You pledged for this? Well...it's not really my cup of toxic sludge.
First, let's consider the title. "Surf Monsters from Outer Space." What I see on the courts and Aces are a bunch of images stolen from notable movies of the past several decades, everything from Metropolis to the Wizard of Oz to cheesy '50s B-movies to the Rocky Horror Picture Show - no "surf monsters" to be seen anywhere. There's such a shortage of originality, there are two court cards, the Jack of Clubs and the King of Hearts, that have nearly identical images on them! And they all appear on a "decorative" background that looks like someone tossed some watercolor paint on the wall and let it drip for too long, using colors more commonly found in infected wounds.
The one attempt at real originality is in the placement of the pips on the spot cards - but unfortunately, "original" and "good" are not the same thing.

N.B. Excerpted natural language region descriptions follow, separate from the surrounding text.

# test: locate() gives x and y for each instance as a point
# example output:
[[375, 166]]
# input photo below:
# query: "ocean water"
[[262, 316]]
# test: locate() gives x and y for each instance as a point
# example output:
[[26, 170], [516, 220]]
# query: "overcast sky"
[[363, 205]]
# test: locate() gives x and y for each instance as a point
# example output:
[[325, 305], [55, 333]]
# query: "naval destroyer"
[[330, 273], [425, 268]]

They look terrible and hard to read, with no actual single color to any of the suits or even the individual pips, all thanks to that same disease-ridden pattern used on the background of the courts being recycled to act as the filler material for the pips on each card.
The idea of the test pattern for the deck back isn't a bad one, but it might have looked better if a) it, too, wasn't in those diseased colors previously mentioned, b) it wasn't a one-way design and c) it wasn't simply copied from the original instead of being altered to fit the medium - the original design had a width-to-height ratio of 4:3 or 1.33:1 (NTSC standard), while the back of a playing card turned sideways is 7:5 or 1.4:1. With the test pattern centered in the middle of the card, this leaves the top and bottom of each card blank and devoid of any pattern beyond the puke-a-tronic background. A real artist could have altered this design to make it fit the card - this designer either chose not to or couldn't.

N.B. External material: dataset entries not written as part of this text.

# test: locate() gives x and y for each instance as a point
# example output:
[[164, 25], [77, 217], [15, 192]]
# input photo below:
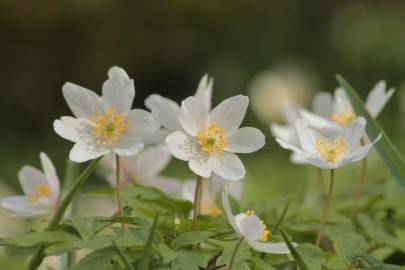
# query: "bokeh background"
[[288, 48]]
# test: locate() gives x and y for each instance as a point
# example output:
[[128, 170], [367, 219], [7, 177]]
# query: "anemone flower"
[[41, 189]]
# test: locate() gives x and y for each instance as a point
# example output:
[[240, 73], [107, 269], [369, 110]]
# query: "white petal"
[[378, 98], [228, 212], [229, 113], [273, 248], [85, 152], [181, 145], [200, 164], [251, 228], [118, 91], [82, 102], [151, 161], [192, 115], [30, 177], [50, 173], [164, 110], [322, 104], [204, 91], [354, 132], [228, 166], [245, 140]]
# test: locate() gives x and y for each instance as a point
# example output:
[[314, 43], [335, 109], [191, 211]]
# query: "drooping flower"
[[105, 124], [332, 150], [164, 110], [210, 191], [253, 230], [41, 191], [333, 113], [209, 140], [143, 168]]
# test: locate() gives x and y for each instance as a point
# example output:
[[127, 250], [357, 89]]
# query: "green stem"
[[39, 254], [197, 198], [326, 208], [234, 252]]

Tin box not withstanding, this deck isn't worth even close to $12 a pack, which is the non-early bird price for a single pack. I could guess just by looking at the teeny, tiny goal amount that the deck was being produced by MakePlayingCards.com, so we're looking at computer-printed as opposed to using an offset press - I'd be hard-pressed myself to say that such a deck is worth the price of admission.

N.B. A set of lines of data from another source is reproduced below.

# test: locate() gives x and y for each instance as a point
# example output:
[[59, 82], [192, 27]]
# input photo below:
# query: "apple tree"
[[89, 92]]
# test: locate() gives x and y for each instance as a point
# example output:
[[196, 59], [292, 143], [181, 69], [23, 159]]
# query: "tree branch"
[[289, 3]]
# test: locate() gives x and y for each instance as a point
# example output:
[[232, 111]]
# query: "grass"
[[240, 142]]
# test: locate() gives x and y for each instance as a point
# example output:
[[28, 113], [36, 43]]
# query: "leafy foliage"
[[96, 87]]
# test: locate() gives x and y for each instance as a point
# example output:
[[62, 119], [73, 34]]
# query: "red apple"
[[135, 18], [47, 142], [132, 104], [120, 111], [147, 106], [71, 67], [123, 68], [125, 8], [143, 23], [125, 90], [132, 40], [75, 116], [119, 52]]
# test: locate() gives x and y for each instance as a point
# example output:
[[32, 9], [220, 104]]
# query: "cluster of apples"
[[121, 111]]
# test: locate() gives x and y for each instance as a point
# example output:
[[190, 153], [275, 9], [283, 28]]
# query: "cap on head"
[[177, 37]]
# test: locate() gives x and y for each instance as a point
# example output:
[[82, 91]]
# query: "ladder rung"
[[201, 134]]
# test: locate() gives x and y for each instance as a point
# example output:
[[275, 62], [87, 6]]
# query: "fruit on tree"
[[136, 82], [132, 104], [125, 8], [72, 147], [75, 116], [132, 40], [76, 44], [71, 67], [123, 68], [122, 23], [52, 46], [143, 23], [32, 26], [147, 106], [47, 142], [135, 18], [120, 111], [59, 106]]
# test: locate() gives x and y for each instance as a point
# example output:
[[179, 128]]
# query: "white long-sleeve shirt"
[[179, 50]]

This is actually the second attempt for this project. Madden made the first attempt only earlier this month, letting it run for just under a week before pulling the plug - I'm guessing it has to do with the $4,500 goal and higher per-deck price. That attempt raised a mere $311 and the current version is standing pat at $318 on a goal of $880, with funding being flat for nearly the past week. Kicktraq is predicting the same fate for this project as for the last.